16th June 2008, Comments 0 comments

The situation in Germany facing the Lisbon Treaty after the Irish no is similar to that faced by the European Constitution in 2005.

Berlin -- The Irish no to the European Union's Lisbon Treaty last week has cast uncertainty over the German ratification process.

While both houses of the German parliament have passed the legislation ratifying the treaty - the only party to oppose it was the minority Left - German President Horst Koehler has yet to sign it.

But Peter Gauweiler, a member of the Lower House, the Bundestag, for Bavaria's Christian Social Union (CSU), applied to the Constitutional Court to have the treaty ruled unconstitutional.

Gauweiler cited objections similar to those heard from the no side in Ireland and to those voiced by eurosceptic members of Britain's Conservative Party - that the treaty impinges on German sovereignty, in particular on the rights of German citizens to representation by members of the German parliament.

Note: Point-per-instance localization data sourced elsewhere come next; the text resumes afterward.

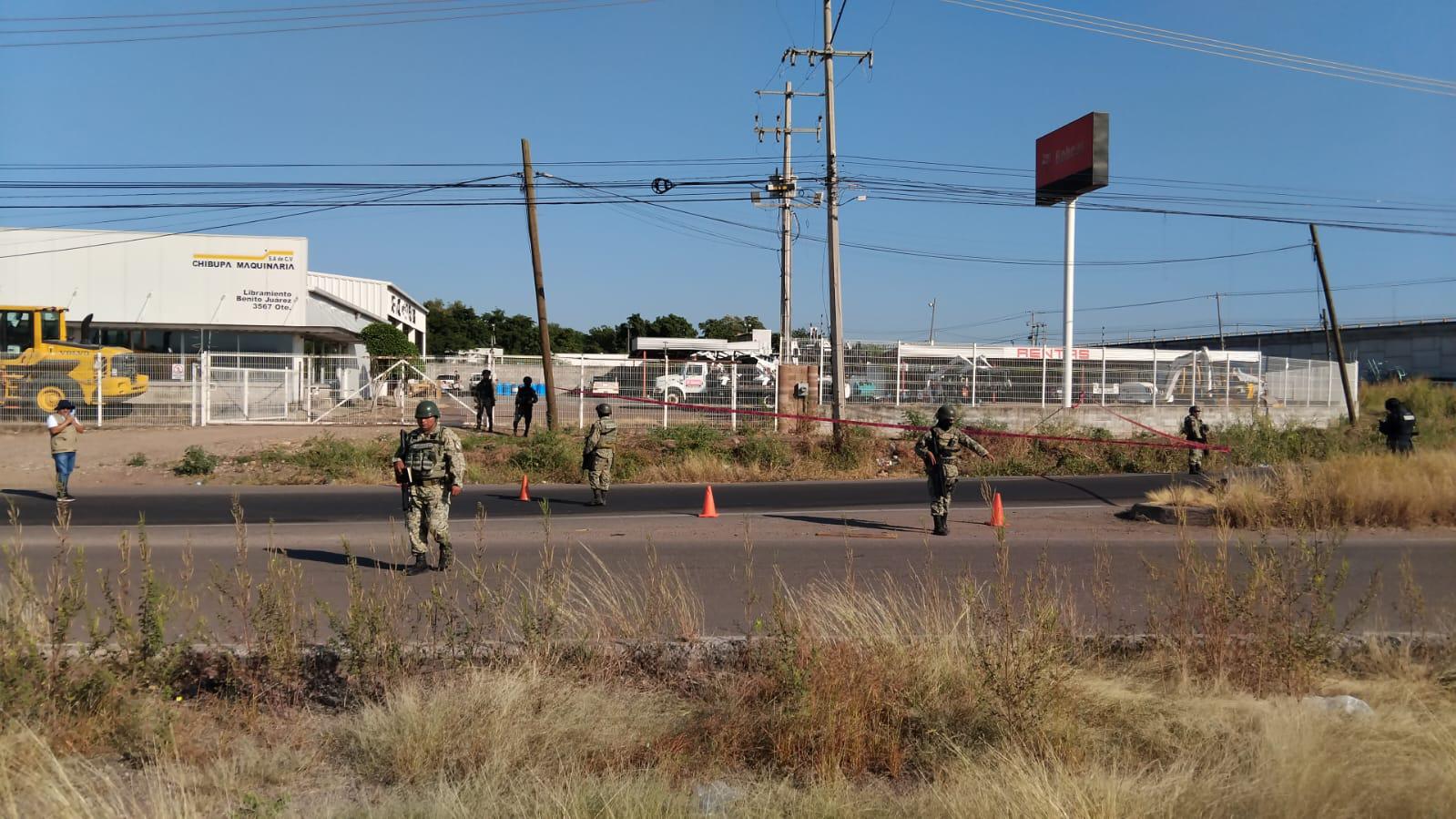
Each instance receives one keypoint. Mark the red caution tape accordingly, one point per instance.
(1174, 442)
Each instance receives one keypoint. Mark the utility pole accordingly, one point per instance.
(541, 287)
(787, 189)
(1037, 330)
(836, 327)
(1334, 325)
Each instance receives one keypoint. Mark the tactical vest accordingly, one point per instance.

The situation in Germany facing the Lisbon Treaty after the Irish no is similar to that faced by the European Constitution in 2005.

After the German parliament had passed the European Constitution in May 2005, Gauweiler raised similar objections and Koehler waited for the court to rule.

The rejections by the French and Dutch electorates in the middle of that year brought the process to a halt. The German Constitutional Court did not rule, and Koehler did not sign.